The reality is many/majority of developers are actually beginners! It's simple
logic once you think about it..

Consider the huge range of skills required (language, libraries, os,
networking, patterns & techniques, industry advancements, then general
professional skills such as organisation and communication and time
management, then economic understanding to apply these to the business domain
etc, the list goes on and on). It basically takes most people 5-10 years to
actually grasp the skillset, and then double that again to master it.

Combine this with the growth of the IT industry which means greater numbers
joined recently and fewer numbers of more experienced people started decades
ago, even if they are still working. Oh and chasing the latest cool thing,
ageism, and NIH ..

Overall the ratios are terrible with the majority of people not having the
level of mastery and perspective to deliver at a high level on all of these
skills simultaneously .. so their 'architectures' are actually controlled A/B
tests if they have an engineering mindset, or just fashion driven development
and cargo culting if they don't..

------
api
Sophomore developers love to use every single tool and pattern as much as
possible. I am not excluding myself as I clearly remember doing this and still
catch myself over engineering.

This is so true:

[http://www.ariel.com.au/jokes/The_Evolution_of_a_Programmer....](http://www.ariel.com.au/jokes/The_Evolution_of_a_Programmer.html)

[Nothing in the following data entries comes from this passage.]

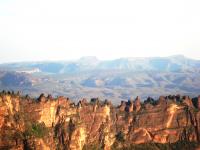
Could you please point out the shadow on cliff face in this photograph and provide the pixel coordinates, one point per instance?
(171, 122)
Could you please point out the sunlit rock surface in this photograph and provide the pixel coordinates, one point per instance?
(57, 123)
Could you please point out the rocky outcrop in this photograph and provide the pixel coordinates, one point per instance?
(48, 123)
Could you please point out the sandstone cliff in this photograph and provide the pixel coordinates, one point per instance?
(48, 123)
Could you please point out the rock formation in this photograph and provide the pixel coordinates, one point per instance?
(49, 123)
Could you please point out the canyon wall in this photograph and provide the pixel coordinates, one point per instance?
(58, 123)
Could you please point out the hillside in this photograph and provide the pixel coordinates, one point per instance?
(118, 79)
(170, 122)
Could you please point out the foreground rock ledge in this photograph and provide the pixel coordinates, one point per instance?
(58, 123)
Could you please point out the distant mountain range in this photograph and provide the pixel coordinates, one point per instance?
(117, 79)
(173, 63)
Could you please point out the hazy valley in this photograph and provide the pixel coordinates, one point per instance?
(115, 80)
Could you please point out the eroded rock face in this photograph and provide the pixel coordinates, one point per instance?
(60, 124)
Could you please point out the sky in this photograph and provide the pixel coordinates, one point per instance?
(34, 30)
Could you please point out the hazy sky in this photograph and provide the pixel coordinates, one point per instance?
(69, 29)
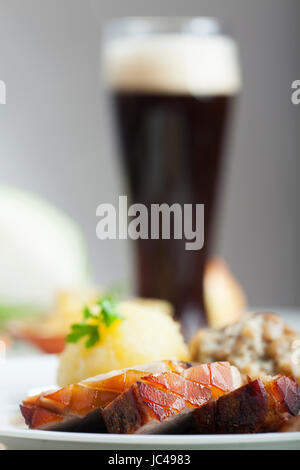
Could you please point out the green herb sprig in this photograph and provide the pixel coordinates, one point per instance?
(105, 313)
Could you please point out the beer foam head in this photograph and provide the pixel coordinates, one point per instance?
(173, 63)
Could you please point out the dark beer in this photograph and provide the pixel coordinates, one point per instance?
(171, 139)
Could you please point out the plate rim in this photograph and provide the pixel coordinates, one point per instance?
(153, 439)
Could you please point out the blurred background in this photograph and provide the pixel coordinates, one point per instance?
(55, 137)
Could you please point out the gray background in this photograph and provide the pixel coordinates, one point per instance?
(54, 135)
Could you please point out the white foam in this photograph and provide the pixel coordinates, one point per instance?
(189, 64)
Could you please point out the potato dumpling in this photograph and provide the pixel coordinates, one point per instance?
(144, 335)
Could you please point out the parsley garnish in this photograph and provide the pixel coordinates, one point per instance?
(104, 311)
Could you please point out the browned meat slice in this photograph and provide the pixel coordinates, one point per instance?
(78, 407)
(262, 405)
(165, 402)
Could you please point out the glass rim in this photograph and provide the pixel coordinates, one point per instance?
(132, 26)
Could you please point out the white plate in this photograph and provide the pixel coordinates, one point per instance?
(20, 376)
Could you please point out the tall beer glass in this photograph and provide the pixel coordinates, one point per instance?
(173, 82)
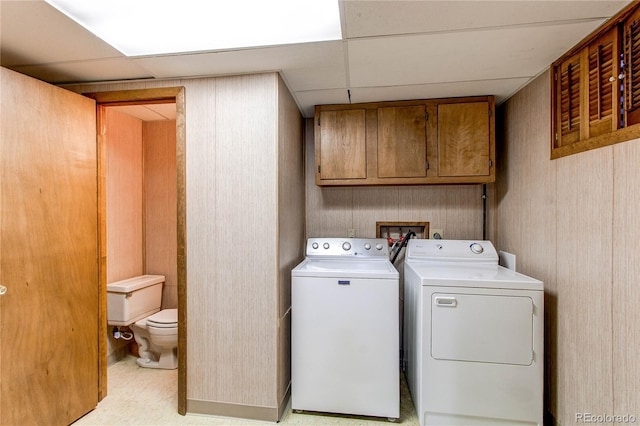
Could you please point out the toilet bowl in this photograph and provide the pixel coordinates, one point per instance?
(157, 339)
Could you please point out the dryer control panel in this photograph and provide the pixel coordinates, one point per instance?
(467, 251)
(365, 247)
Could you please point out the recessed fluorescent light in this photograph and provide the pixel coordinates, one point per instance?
(154, 27)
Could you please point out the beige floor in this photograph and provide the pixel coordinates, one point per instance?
(143, 396)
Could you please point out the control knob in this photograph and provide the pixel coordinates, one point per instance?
(476, 248)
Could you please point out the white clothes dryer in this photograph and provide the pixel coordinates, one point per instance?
(473, 336)
(345, 355)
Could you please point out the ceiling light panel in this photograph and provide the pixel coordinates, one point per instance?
(156, 27)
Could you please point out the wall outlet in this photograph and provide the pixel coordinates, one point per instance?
(436, 234)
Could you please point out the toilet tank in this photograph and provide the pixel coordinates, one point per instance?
(133, 299)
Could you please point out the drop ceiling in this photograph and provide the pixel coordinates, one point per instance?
(390, 50)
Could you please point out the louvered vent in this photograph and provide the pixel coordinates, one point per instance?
(570, 98)
(632, 51)
(600, 86)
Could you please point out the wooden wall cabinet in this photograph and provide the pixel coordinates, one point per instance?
(436, 141)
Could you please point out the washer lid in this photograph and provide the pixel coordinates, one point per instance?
(164, 318)
(346, 267)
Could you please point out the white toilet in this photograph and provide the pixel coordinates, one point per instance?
(136, 302)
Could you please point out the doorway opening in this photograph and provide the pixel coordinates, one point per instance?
(142, 204)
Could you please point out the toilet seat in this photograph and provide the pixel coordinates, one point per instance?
(166, 318)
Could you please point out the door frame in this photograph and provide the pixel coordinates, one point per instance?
(142, 96)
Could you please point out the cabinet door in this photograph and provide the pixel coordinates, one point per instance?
(464, 147)
(402, 141)
(342, 144)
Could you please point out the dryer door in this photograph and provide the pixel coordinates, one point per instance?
(482, 328)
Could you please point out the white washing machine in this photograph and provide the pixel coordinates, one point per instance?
(345, 329)
(473, 346)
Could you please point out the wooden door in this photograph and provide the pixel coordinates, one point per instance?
(402, 141)
(341, 145)
(48, 253)
(464, 147)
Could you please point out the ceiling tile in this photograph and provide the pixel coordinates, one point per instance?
(501, 89)
(388, 17)
(86, 71)
(307, 100)
(33, 32)
(310, 65)
(461, 56)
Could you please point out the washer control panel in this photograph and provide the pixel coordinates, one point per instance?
(347, 247)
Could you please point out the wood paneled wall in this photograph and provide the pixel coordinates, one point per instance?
(239, 247)
(573, 223)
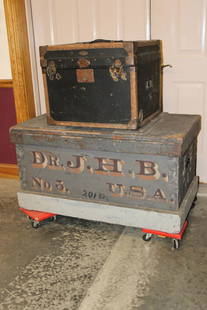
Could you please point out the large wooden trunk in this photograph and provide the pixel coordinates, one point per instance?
(145, 178)
(116, 84)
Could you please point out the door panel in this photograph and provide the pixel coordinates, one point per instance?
(67, 21)
(181, 24)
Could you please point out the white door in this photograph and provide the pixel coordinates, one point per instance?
(181, 24)
(67, 21)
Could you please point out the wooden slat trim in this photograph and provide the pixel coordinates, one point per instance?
(9, 171)
(6, 83)
(15, 15)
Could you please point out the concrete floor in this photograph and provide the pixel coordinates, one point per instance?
(77, 264)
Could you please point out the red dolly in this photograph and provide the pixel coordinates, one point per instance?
(175, 237)
(37, 216)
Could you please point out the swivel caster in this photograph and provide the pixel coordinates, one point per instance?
(35, 224)
(147, 237)
(176, 244)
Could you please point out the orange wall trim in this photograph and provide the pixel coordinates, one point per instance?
(10, 171)
(6, 83)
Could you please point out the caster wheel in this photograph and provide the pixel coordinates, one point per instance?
(147, 237)
(176, 243)
(194, 202)
(35, 224)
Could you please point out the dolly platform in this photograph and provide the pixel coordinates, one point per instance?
(38, 216)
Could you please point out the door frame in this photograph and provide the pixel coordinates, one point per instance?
(15, 15)
(16, 23)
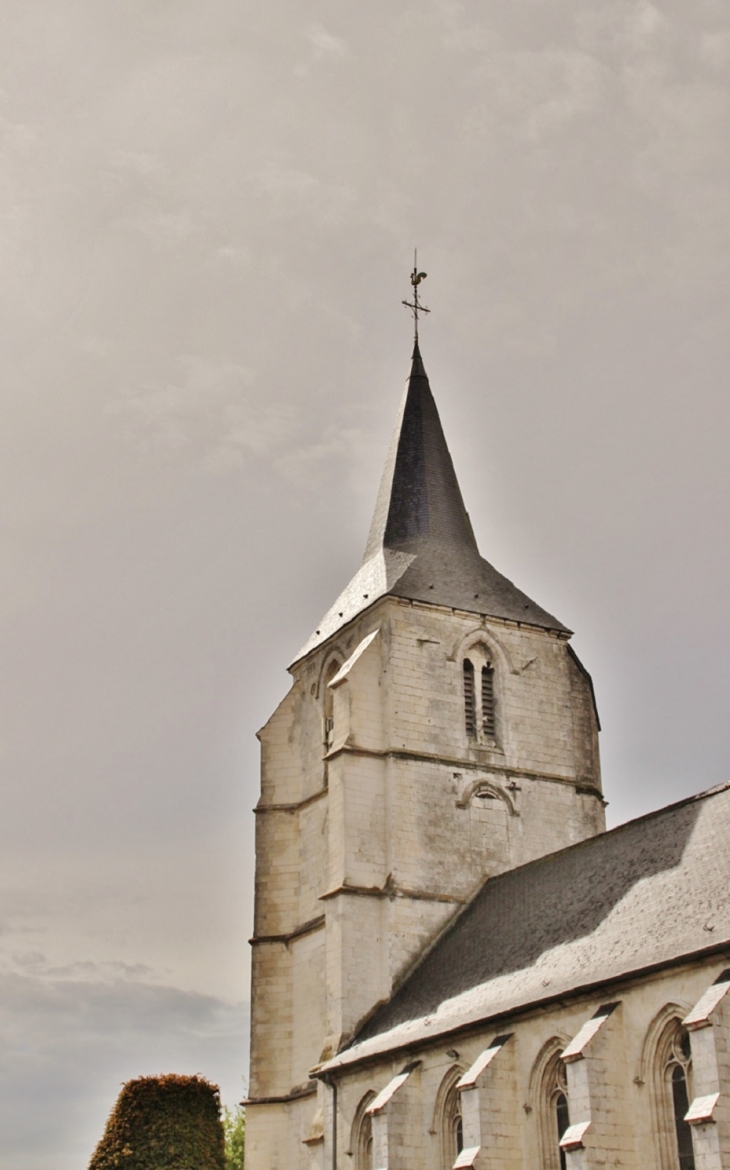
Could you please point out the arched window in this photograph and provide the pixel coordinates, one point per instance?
(666, 1064)
(448, 1120)
(549, 1099)
(328, 723)
(480, 700)
(488, 720)
(558, 1105)
(676, 1080)
(469, 699)
(360, 1138)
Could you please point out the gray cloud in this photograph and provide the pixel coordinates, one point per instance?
(68, 1044)
(207, 220)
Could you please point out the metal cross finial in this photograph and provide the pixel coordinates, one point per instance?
(415, 305)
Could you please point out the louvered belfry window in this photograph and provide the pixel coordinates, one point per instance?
(469, 699)
(488, 720)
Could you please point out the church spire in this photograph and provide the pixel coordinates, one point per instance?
(421, 545)
(419, 501)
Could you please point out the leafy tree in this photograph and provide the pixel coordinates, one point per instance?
(234, 1128)
(164, 1123)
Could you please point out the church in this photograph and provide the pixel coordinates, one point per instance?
(454, 964)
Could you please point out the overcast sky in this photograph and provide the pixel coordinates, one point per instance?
(208, 212)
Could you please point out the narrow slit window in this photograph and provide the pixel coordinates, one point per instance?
(563, 1122)
(488, 720)
(680, 1100)
(469, 699)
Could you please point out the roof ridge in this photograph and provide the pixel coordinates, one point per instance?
(509, 875)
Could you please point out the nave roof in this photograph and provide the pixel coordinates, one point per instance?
(640, 896)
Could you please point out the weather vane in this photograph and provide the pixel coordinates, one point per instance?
(415, 305)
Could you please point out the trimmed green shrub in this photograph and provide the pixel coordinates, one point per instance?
(234, 1128)
(163, 1123)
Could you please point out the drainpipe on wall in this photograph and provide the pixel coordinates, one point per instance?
(330, 1080)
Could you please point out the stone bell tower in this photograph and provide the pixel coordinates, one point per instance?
(439, 730)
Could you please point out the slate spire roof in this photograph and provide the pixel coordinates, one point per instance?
(421, 545)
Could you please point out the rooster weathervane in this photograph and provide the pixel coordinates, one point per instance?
(415, 305)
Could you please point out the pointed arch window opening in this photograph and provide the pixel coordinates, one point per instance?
(479, 697)
(677, 1075)
(328, 718)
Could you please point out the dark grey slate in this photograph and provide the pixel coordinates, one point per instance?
(645, 894)
(421, 545)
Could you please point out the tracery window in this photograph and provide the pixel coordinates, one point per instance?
(677, 1071)
(360, 1142)
(666, 1065)
(479, 695)
(549, 1094)
(449, 1120)
(558, 1103)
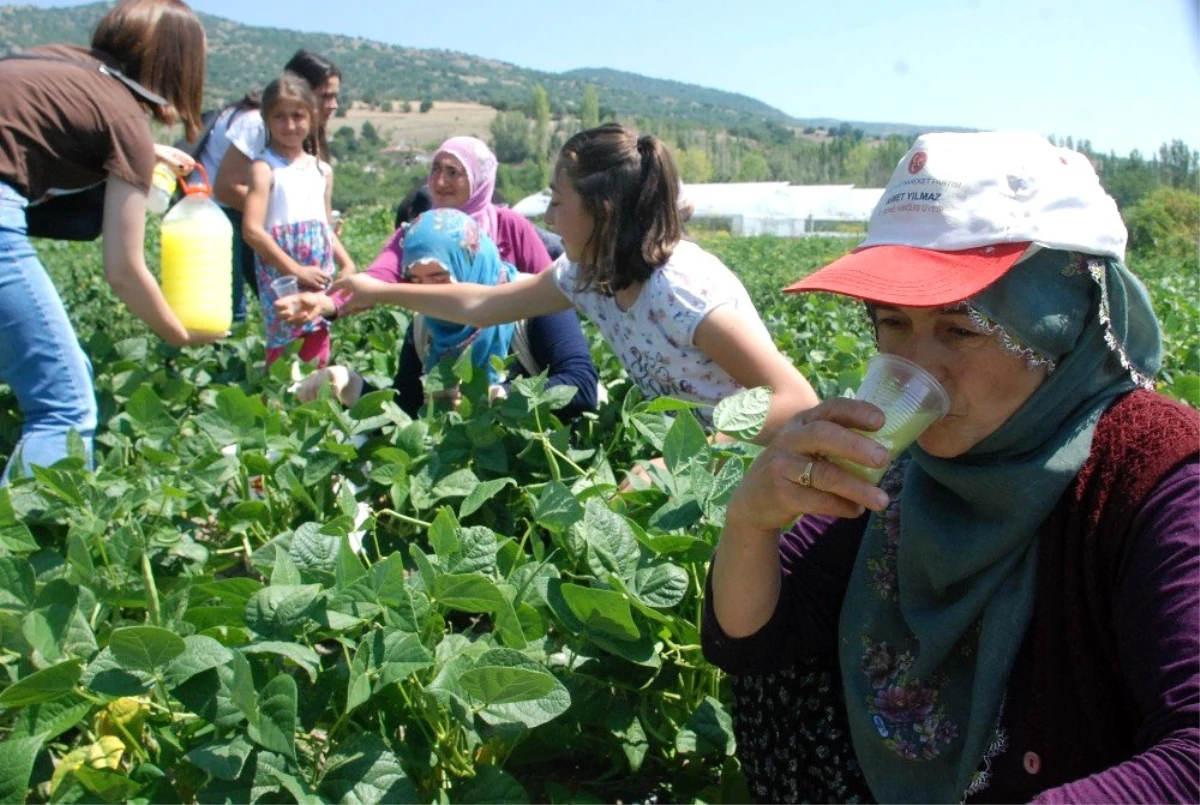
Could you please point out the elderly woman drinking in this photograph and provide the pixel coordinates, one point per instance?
(1014, 614)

My favorite is what such devs will do with C++. I once simplified a C++ boost
code base using binding, functional patterns, etc. down from dozens of files
and thousands of lines to one class with less than 1000 lines of
straightforward code. I am not exaggerating. Java design patterns cruft is
hilarious too.

I think it comes from a not entirely bad drive to explore. Problem is when it
goes so haywire that it causes unmaintainable bloatware that consumes hundreds
of times more resources than it needs.

Edit: three other observations.

I think Golang is deliberately engineered to limit this by offering fewer
language features and discouraging towers of Babel.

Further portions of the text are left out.